In John Kerry’s first six months in the job as U.S. Secretary of State, when he was trying to jump-start negotiations, there was a de facto settlement freeze in East Jerusalem. Since the talks collapsed on April 1 there has also been a de facto settlement freeze in East Jerusalem. But during the talks there were almost as many new settlement units tendered in East Jerusalem as were tendered in the previous 4 years, combined.
Given the weak “understandings” on settlements that Kerry apparently obtained from Netanyahu at the start of talks – understandings whose starting point was that Netanyahu preferred massively unpopular prisoner releases to any kind of settlement freeze – no one could claim surprise when settlement activity resumed upon the commencement of the talks. Moreover, Netanyahu has a long and famously nasty track record with respect to East Jerusalem, characterized by what seems to be an irresistible impulse to turn to East Jerusalem settlement provocations as a means of “balancing out” anything he does that can be seen as remotely conciliatory toward the Palestinians. For example, the settlements of Ras el Amud and Har Homa were “payback” for reaching the Hebron and Wye River Plantation agreements, respectively.

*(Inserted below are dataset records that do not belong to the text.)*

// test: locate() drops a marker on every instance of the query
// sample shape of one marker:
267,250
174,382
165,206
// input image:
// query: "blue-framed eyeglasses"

But during these latest talks the scope, pace and intensity of settlement exceeded previous levels of settlement construction – by orders of magnitude. These levels of activity go well beyond any reasonable interpretation of “self-restraint. They are incompatible with any claim to be negotiating in good faith.
The irony of this situation is stunning: negotiations led to a game-changing settlement surge, while the absence of talks, both prior to the Kerry process and in its wake, gave rise to a de facto East Jerusalem settlement freeze, however temporary.
This freeze no doubt reflects a number of factors, including Netanyahu’s concerns about being blamed for the current mess, fear of weakening the Israeli Government’s narrative that Abbas is not a partner for peace (since he is pursuing reconciliation with Hamas), and concern about drawing international condemnations at a time when the current government’s position vis-à-vis international diplomacy is precarious.
Once again, Netanyahu has demonstrated that he can clamp down on settlement-related developments, including in East Jerusalem, when and if he chooses to do so – and without paying a high political cost domestically (we knew this already, from the Mitchell-era settlement “moratorium”; then, as now, Israelis did not take to the streets demanding settlement approvals, nor did his coalition crumble).
On the negative side, let no one be misled: this won’t last. Netanyahu’s self-restraint, and the restraint he is imposing on others, is tactical and will not continue indefinitely. Netanyahu is currently caught in a dilemma. His wishful and wistful belief was that he would be able to spin things in such a way that the Palestinians would be seen as wholly culpable for the collapse of the talks. Kerry, Indyk and others have refused to cooperate, articulating clearly that the settlements surge had a devastating impact on the negotiations, and was a pivotal factor in their collapse. Netanyahu fears that if he resumes settlements now, the international community's proverbial diplomatic ceiling will come crashing down on him.
But at the same time, from Netanyahu’s own perspective the arguments for resuming settlement activities are overwhelming. He is under increasing pressure from his coalition partner, the Jewish Home party, as well as from his own party and from his far-right, pro-settlement base. All want him to open the floodgates for another settlement surge. This pressure will likely only become stronger the longer talks are off the agenda. Secondly, Palestinian moves regarding membership in international organizations or conventions invariably put Netanyahu in a punitive mode – and there is a clear retaliatory calculus to his settlement policies. And finally, a continued surge remains central to Netanyahu’s strategic goal of unilaterally determining a border – one that is incompatible with any reasonable interpretation of a two-state solution.
What happens next? There are a number of alternate scenarios, but some kind of escalating spiral of move and counter-move seems to be most likely. For example, Netanyahu might allow new settlement tenders and plans in East Jerusalem and the West Bank to go forward. The Palestinians could respond by joining additional international bodies, generating retaliatory measures from Netanyahu. One possible candidate for such a measure is the approval of Givat Hamatos - a settlement which the Palestinians correctly see as a game-changer. Approval of Givat Hamatos would likely generate a Palestinian decision to go to the ICC, which in turn would likely prompt Netanyahu to bring out his doomsday weapon: E-1.